Es wird nun in diesem Gesetzentwurf erstmals anerkannt, dass die Einführung der inklusiven Schule finanzielle Folgen für die Kommunen hat. Und es werden Vereinbarungen getroffen, wie ein finanzieller Ausgleich erfolgen kann. Das war dringend notwendig. Damit wurde eine von der jetzigen Opposition liegen gelassene Hausaufgabe im Interesse aller bearbeitet.

Gegenstand des heute hier vorliegenden Gesetzentwurfes ist die Erfüllung des Konnexitätsprinzips gegenüber den Kommunen. Zu keinem Zeitpunkt ging es in diesem Gesetzentwurf - das war auch nie die Intention - um den Stellenwert oder den Umgang mit den Schulen in privater bzw. kirchlicher Trägerschaft.

(Reinhold Hilbers [CDU]: Was wollen Sie denn mit denen machen? Wollen Sie die außen vor lassen?)

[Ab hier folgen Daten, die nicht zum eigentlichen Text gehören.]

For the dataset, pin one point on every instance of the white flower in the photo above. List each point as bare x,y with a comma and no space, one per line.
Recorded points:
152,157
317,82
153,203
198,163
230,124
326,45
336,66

Die Aufgaben und auch die Verantwortung, die diese Schulen im Prozess der Weiterentwicklung der inklusiven Schule übernehmen, müssen natürlich deutlich betont werden. Es ist eindeutig so, dass in einigen Förderbereichen die Schülerinnen und Schüler vornehmlich an Privatschulen beschult werden. Es ist also tatsächlich so, dass viele Schulen einen besonderen Beitrag zur Inklusion leisten. Das stellt hier auch niemand infrage. Sie organisieren auch die Mobilen Dienste. Sie arbeiten präventiv und sorgen für einen guten Übergang.

Selbstverständlich gibt es im Rahmen der Weiterentwicklung der inklusiven Schule diesbezüglich zahlreiche Fragen zu klären. Ich sage Ihnen, Herr Seefried, ganz ehrlich: Die Schulen in privater Trägerschaft werden nicht finanziert wie staatlich getragene Schulen. Das wissen Sie ganz genau. Spätestens seit dem Schulgesetz wissen wir, dass das Kulturministerium angekündigt hat, über die gesamte Finanzhilfestruktur mit den Schulen in privater Trägerschaft zu verhandeln. Vor diesem Hintergrund ist es nur logisch, dass auch über die Kosten, die durch Inklusion entstehen, in diesem Zusammenhang verhandelt wird und dass sie nicht in einem Gesetzentwurf mit verhackstückt werden können, in dem wir über Konnexität reden. Das, was Sie hier fordern, ist doch gar nicht verfassungsgemäß. Deswegen werden wir Ihren Änderungsantrag ablehnen.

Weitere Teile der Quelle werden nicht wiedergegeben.